Schnetzer não mede palavras para exaltar J. Borges: “É imenso. Poderia falar bastamente da minha admiração por ele, do assombro que os seus trabalhos sempre me causaram.” Além disso, a história tem uma singularidade política, pois fala de um lagarto gigante que se transforma em uma rosa anos antes da Revolução dos Cravos, que derrubou o Estado Novo lusitano e usou o simbolismo de flores também vermelhas.

J. Borges e Saramago não chegaram a se conhecer, mas o português admirava bastante a obra do xilogravurista – junto com Pilar, tinha algumas obras do pernambucano, atualmente locadas em Madrid. Daqui, J. Borges lembra do convite importante de um editor argentino de sobrenome difícil. “Fiz ano passado a série com dez xilos, criei esse lagarto gigante no meio das avenidas”, comenta.

É mais uma parceria de prestígio – tanto para J. Borges quanto para Saramago. A previsão de publicação de O Lagarto em Portugal, pela Porto Editora, é para setembro, período em que acontece o Festival Literário Internacional de Óbidos (Folio) – as gravuras e suas matrizes em madeira de louro-canela vão estar expostas ao longo do evento, que começa no dia 22 de setembro e vai até 2 de outubro. No Brasil, ainda não há previsão de impressão, mas o material já está aos cuidados da Companhia das Letras. É esperar para ver como esse dois Josés se ampliam, transformando lagartos em rosas rubras e textos e imagens em uma nova obra.

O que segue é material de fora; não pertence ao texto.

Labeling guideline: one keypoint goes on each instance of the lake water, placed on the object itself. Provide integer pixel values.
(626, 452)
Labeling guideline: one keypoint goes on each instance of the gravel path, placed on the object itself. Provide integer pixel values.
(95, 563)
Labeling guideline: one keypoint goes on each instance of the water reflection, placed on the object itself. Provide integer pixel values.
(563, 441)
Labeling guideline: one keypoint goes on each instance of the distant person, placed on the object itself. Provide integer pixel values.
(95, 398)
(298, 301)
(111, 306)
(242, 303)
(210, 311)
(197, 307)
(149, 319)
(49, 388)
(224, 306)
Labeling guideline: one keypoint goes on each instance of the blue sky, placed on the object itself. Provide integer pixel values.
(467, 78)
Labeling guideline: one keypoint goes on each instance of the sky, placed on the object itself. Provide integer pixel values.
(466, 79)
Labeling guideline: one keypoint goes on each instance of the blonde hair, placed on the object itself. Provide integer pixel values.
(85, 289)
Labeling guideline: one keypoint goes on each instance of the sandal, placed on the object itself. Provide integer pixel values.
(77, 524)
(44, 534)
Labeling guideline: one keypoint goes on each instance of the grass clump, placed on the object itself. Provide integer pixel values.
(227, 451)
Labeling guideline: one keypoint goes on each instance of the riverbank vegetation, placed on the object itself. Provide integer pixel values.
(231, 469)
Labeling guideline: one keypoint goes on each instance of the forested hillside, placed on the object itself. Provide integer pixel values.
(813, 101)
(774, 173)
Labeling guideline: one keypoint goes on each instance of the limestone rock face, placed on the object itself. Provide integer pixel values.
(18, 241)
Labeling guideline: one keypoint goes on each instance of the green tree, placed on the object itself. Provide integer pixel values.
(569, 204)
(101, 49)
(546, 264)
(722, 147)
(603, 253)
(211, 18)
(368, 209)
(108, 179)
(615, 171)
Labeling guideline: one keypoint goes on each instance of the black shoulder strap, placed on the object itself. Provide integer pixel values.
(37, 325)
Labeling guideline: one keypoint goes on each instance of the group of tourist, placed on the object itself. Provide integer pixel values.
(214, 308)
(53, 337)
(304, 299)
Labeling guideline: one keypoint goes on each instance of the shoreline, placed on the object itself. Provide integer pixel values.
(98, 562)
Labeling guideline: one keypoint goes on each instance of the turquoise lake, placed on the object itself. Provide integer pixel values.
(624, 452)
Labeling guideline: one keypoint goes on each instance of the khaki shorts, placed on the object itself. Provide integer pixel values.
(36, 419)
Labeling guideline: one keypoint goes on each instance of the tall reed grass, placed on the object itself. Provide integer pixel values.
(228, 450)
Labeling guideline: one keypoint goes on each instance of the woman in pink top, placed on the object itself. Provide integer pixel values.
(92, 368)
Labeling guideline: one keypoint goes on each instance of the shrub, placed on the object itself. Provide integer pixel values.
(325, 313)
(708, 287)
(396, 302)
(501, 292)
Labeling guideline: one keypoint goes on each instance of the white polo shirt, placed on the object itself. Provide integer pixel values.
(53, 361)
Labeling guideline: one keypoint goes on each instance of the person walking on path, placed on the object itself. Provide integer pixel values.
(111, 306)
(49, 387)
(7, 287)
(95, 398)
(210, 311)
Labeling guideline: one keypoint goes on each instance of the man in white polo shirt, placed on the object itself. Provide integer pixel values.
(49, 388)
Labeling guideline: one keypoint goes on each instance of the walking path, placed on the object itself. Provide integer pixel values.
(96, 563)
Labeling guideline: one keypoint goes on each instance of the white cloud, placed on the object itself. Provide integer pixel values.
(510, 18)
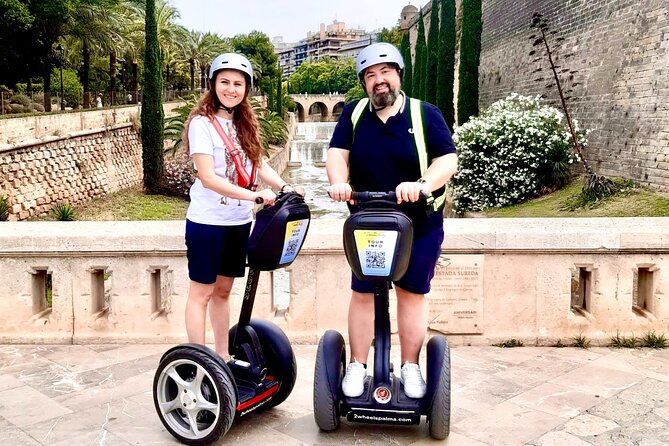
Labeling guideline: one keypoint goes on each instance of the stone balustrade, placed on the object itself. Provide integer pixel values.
(540, 281)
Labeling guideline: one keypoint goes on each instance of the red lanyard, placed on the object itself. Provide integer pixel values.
(243, 178)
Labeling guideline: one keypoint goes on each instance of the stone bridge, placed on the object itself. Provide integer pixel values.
(318, 107)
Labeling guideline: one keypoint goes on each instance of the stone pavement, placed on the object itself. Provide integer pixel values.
(101, 395)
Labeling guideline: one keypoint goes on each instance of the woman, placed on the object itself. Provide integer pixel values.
(222, 136)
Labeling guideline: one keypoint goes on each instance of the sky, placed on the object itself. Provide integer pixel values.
(292, 19)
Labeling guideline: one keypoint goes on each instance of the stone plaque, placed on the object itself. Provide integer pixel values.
(456, 297)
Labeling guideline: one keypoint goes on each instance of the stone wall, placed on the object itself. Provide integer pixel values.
(36, 176)
(540, 281)
(621, 82)
(74, 167)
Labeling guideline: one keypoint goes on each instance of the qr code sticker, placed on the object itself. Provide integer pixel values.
(291, 248)
(375, 259)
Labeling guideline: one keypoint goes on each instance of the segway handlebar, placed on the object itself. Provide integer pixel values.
(368, 196)
(362, 197)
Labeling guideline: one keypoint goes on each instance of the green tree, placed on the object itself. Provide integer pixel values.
(432, 58)
(72, 89)
(405, 50)
(392, 35)
(152, 105)
(17, 54)
(419, 74)
(279, 93)
(470, 51)
(446, 64)
(97, 25)
(52, 20)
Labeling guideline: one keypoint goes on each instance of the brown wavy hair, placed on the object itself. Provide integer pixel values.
(243, 117)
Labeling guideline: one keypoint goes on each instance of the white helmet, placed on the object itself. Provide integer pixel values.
(232, 61)
(378, 53)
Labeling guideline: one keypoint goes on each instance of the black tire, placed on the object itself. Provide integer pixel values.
(439, 387)
(329, 371)
(210, 405)
(279, 357)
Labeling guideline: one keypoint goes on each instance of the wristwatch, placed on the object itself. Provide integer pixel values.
(424, 186)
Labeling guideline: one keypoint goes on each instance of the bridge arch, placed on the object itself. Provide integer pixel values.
(318, 107)
(337, 109)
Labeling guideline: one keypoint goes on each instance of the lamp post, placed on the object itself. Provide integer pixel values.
(61, 59)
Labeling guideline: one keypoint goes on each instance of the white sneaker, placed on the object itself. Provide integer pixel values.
(410, 377)
(354, 380)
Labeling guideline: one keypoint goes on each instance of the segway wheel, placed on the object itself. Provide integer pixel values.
(194, 396)
(279, 358)
(439, 387)
(329, 372)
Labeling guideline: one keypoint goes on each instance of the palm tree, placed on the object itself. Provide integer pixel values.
(98, 25)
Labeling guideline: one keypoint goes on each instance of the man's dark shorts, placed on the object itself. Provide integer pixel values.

Entrevista - Pilar del Río

Tom Cabral/Divulgação

JORNAL DO COMMERCIO – Pilar, como nasceu encontro desses dois Josés? Você já tinha esse desejo de unir a prosa de Saramago com os desenhos de J. Borges?
PILAR DEL RÍO –
Saramago conheceu a obra de J. Borges, temos em Madrid alguns gravados do artista pernambucano. Acho que nunca se conheceram pessoalmente, mas Saramago conhecia e gostava do trabalho de J. Borges. O desejo de unir as palavras de um José e os desenhos de outro foi ideia de um editor argentino radicado em Barcelona, Alejandro García Schnetzer, que já havia feito um livro de José Saramago com ilustrações do espanhol Manuel Estrada. Schnetzer leu essa crônica de José Saramago, ficou encantado e em seguida sugeriu que se fizesse um livro ilustrado. O nome de J. Borges pareceu-nos quase que óbvio. Ficamos muito contentes que ele tenha aceito fazer esse trabalho e nos fascinou o resultado. Temos aqui na fundação as matrizes em madeira com as xilogravuras, é uma joia que em breve será mostrada no Festival Internacional de Óbidos. É uma pena que Saramago não possa ver esse trabalho, e faz-nos pensar em tudo que poderia ser feito e que a falta de tempo de uma vida impediu.
 
JC – Como foi essa interpretação de J. Borges do conto O Lagarto? Deu uma nova vida à trama fantástica do conto?
PILAR –
J. Borges, com seu traço único, o que fez foi dar uma nova vida a palavras de José Saramago. Um texto de 1972 que ganha uma nova roupa, colorida e com força e graça. Saramago dizia que os livros deveriam trazer uma advertência na capa: ‘Atenção, este livro leva uma pessoa dentro’. Falava, claro, do autor. Neste caso terá que ser: ‘Atenção, este livro leva duas pessoas’. Fica a sugestão para as editoras. No Brasil, a Companhia das Letras, e em Portugal, a Porto Editora. O livro sai em breve em Portugal.
 
JC – Por conta de Eduardo Galeano, J. Borges ficou conhecido internacionalmente. Saramago era um admirador das xilogravuras dele?
PILAR –
José Saramago dizia que para ele J. Borges compreendia e explica o mundo de forma aparentemente simples, ao mesmo tempo que profunda. Este Borges se aproximava, para Saramago, dos seus avós – ainda que este tenha mais cultura – enquanto ao modo de olhar o mundo. Além disso, Saramago tinha muito apreço pelos trabalhos de criação. Na sua mesa de trabalho, por exemplo, estava um crucifixo que um artesão lhe dera de presente após ler O Evangelho Segundo Jesus Cristo. Para ele não era uma homenagem a um homem crucificado senão ao homem que fez aquela peça e que a compartilhou. Criar é compartilhar, e agora dois Josés nos presenteiam com uma obra que deve ser compartilhada. Um grande presente.